As per SQL standard –
|The HAVING clause without a GROUP BY clause acts like the WHERE clause. If the HAVING clause contains no aggregate functions, use the WHERE clause for faster performance.|
here’s an example of a SQL statement where we use
select column1 from table1 where condition1 having condition2;
isn’t it the same exact thing if we do this:
select column1 from table1 where condition1 AND condition2;
what is the difference between these two?
In your example, they should do the same thing. But
WHERE gets processed before any
GROUP BY, and so it doesn’t have access to aggregated values (that is, the results of
Max(), etc. functions).
HAVING gets processed after
GROUP BY and so can be used to constrain the result set to only those with aggregated values that match a certain predicate.
The where clause applies to all rows in the result set. The having clause is applied to the groups created by a group by clause.
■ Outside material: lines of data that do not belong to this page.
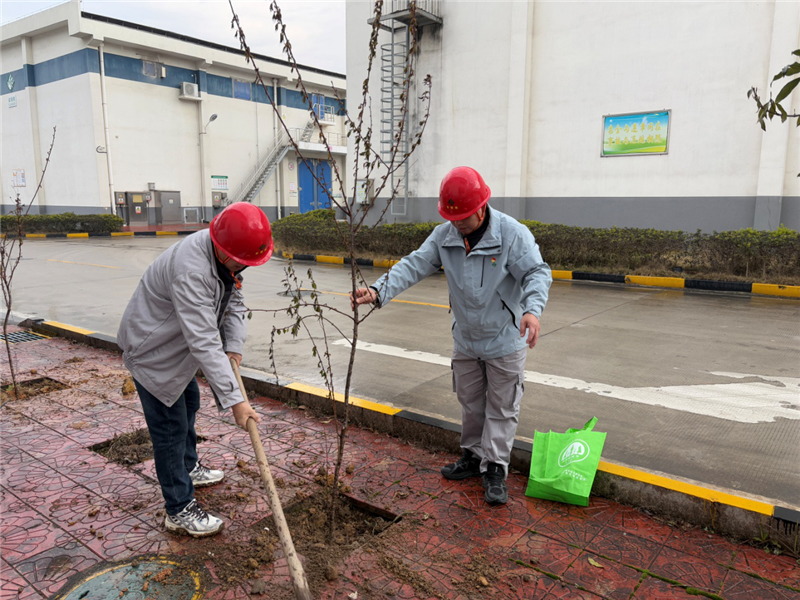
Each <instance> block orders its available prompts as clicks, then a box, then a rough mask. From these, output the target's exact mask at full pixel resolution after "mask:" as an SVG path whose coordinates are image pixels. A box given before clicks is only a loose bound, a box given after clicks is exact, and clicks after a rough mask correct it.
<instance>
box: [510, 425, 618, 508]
mask: <svg viewBox="0 0 800 600" xmlns="http://www.w3.org/2000/svg"><path fill="white" fill-rule="evenodd" d="M596 423H597V417H593V418H592V419H591V420H590V421H589V422H588V423H586V425H584V426H583V429H567V431H566V432H565V433H557V432H555V431H550V432H548V433H543V432H540V431H537V432H536V433H535V435H534V437H533V450H532V451H531V473H530V476H529V477H528V489H527V490H526V491H525V495H526V496H530V497H531V498H543V499H545V500H555V501H556V502H565V503H567V504H577V505H578V506H588V505H589V492H591V491H592V482H594V476H595V474H596V473H597V465H598V464H600V454H601V452H602V451H603V444H604V443H605V441H606V434H605V433H601V432H599V431H592V429H593V428H594V426H595V424H596Z"/></svg>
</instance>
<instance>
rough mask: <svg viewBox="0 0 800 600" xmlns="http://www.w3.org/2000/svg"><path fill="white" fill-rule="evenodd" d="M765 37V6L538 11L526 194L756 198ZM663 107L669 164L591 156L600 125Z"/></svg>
mask: <svg viewBox="0 0 800 600" xmlns="http://www.w3.org/2000/svg"><path fill="white" fill-rule="evenodd" d="M771 31H772V10H771V7H770V6H769V5H768V4H765V3H738V2H737V3H701V2H691V3H617V2H609V3H575V4H572V3H569V4H563V3H548V2H537V3H536V10H535V13H534V37H533V40H534V49H533V60H534V69H533V73H534V75H533V81H532V106H533V117H532V122H531V131H530V136H531V142H532V152H531V156H532V158H533V160H532V169H531V172H530V177H529V178H528V189H529V191H530V192H532V193H533V194H534V195H537V196H727V195H732V196H738V195H754V194H755V193H756V185H757V176H758V163H759V149H760V146H761V131H760V130H759V129H758V128H757V127H755V126H754V117H753V108H754V104H753V103H752V100H748V99H747V97H746V92H747V90H748V89H749V86H751V85H753V84H757V83H760V82H761V81H763V80H764V76H765V74H766V67H767V61H768V59H769V39H770V34H771ZM787 56H788V52H787ZM661 109H672V117H671V120H672V123H671V130H670V142H669V145H670V148H669V154H668V155H666V156H636V157H614V158H602V159H601V158H600V149H601V130H602V121H601V116H602V115H604V114H612V113H624V112H639V111H642V112H647V111H657V110H661Z"/></svg>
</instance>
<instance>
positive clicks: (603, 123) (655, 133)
mask: <svg viewBox="0 0 800 600" xmlns="http://www.w3.org/2000/svg"><path fill="white" fill-rule="evenodd" d="M670 113H671V111H669V110H663V111H660V112H652V113H627V114H620V115H606V116H604V117H603V150H602V152H601V153H600V155H601V156H630V155H638V154H651V155H652V154H666V153H667V151H668V149H669V125H670Z"/></svg>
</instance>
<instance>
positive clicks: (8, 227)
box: [0, 213, 125, 235]
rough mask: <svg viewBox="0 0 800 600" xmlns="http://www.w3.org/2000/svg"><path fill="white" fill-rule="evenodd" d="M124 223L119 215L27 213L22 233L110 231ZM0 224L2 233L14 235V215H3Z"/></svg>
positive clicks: (122, 219) (55, 232) (100, 232)
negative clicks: (117, 215)
mask: <svg viewBox="0 0 800 600" xmlns="http://www.w3.org/2000/svg"><path fill="white" fill-rule="evenodd" d="M124 224H125V221H124V220H123V219H122V218H121V217H118V216H116V215H109V214H95V215H76V214H75V213H59V214H55V215H27V216H23V217H22V233H23V234H24V233H110V232H112V231H120V229H121V228H122V226H123V225H124ZM0 226H1V227H2V229H3V233H8V234H10V235H15V234H16V232H17V217H16V215H13V214H10V215H3V216H2V222H0Z"/></svg>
So if your group consists of column1 in your example and the conditions were on column 1, then the where is the same as the having, since a row is the same as the “group”
HAVING is for use with aggregates, e.g.,
HAVING SUM(column1) > 200,
WHERE is just for the columns, e.g.,
WHERE column1 < 20.
HAVING is applied after GROUP BY which is applied after WHERE.
in SQL the
WHERE clause is evaluated before the
SELECT clause, therefore the result of a set function is ‘out of scope’ in the
WHERE clause, that’s why we use Having.
HAVING specifies a search condition for a group or an aggregate function used in a SELECT statement.
A HAVING clause is like a WHERE clause, but applies only to groups as a whole, whereas the WHERE clause applies to individual rows.